ソ連の崩壊、経済の自由化にともなって、クロテン人気は落ちていく。
ヨーロッパや中国から格安の養殖ミンクが流入し、価格は暴落した。
インフレによって狩猟に必要な銃や弾など用具価格も高騰、さらに、欧米諸国での動物愛護運動の高まり、また化学繊維の発達が追い打ちをかけるようにして、毛皮業は1988年あたりをさいごのピークに、衰退の一途をたどる。1990年代半ば以降はシベリアの年金生活者の小遣い稼ぎ程度に落ち込んで、狩猟家も激減した。

当時の様子を、極東地域の狩猟現場で目のあたりにしたのが、先出の佐々木史郎氏も参加した日露合同の調査チームであった。冷戦時代には軍事基地として閉ざされていたこの地域に、佐々木氏のほか田口洋美氏、森本和男氏、佐藤宏之氏がロシア人研究者とともに入り、そのフィールドワークは、『ロシア狩猟文化誌』(慶友社 1998年発行)という本にまとめられている(第3回「罠にかかったクロテン」)。

「クロテン狩猟の集落は、成功している所と失敗している所が明確に分かれました。
僕らが調査に行った<森の民・ウデへ>の村は、どちらといえば勝ち組のほうでした。
『ロシア狩猟文化誌』を書いた頃は、ロシアの経済が崩壊して、めちゃくちゃになって、秩序がなくなって、みんなとほうにくれた状態でした。そんな中で我々は調査をしたんですが、ウデへの中でただひとりーースサーン・ツィフィエヴィチ・ゲオンカというおじいさんが、我々に付き合ってくれた。次世代に自分の技術を伝えてくれ、と。そういう明確な意図をもって、狩猟のやり方やクロテン用の罠の作り方などを見せてくれました」

その後、ウデへは残っていても、自立したコミュニティとして存在できないくらいに森の開発が進んでしまう。ビキンの周りの川の流域は、森が島のように残されていて、ハゲ山の状態に近くなっているという。

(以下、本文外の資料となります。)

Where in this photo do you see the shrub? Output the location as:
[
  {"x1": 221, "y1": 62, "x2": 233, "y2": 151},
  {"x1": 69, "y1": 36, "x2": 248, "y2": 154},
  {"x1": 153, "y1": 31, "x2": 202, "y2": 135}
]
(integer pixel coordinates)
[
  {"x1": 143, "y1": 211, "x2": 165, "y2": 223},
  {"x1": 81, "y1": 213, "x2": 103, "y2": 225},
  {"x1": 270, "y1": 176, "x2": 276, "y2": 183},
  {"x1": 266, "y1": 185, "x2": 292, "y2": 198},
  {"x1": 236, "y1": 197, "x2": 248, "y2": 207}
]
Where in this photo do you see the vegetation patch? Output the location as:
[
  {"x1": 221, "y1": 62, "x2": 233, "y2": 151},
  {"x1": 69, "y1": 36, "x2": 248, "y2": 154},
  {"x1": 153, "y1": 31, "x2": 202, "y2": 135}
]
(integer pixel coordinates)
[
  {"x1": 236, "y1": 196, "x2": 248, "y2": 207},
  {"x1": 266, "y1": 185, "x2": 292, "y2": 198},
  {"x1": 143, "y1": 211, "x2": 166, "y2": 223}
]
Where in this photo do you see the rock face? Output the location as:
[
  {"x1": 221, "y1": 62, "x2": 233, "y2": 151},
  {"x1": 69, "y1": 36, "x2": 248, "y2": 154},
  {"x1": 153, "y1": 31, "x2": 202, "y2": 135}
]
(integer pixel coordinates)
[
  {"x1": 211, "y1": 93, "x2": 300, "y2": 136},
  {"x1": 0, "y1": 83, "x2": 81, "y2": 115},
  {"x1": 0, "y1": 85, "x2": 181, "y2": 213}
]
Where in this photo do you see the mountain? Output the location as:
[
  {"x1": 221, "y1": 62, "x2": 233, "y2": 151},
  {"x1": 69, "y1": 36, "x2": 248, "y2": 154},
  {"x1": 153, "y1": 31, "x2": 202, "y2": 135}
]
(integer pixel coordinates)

「中国がやたらこの地域の木材を買いまくっているとの批判もあります。中国は自分のところの木は切らせないようにしていますからね。それでも沿海地方側というのはまだ森が保全されています。ウデへが守っている、福島県一県分くらいの森も、4分の1ぐらいは伐採用に許可していますが、残り4分の3は、保全地域として手をつけさせないようにしている。その保全地域で、狩りをします。そこでなら、クロテンに会えるかもしれませんね」

「そこでなら、クロテンに会えるかもしれませんね」
ーー佐々木教授のそのひとことは、私の胸にこだました。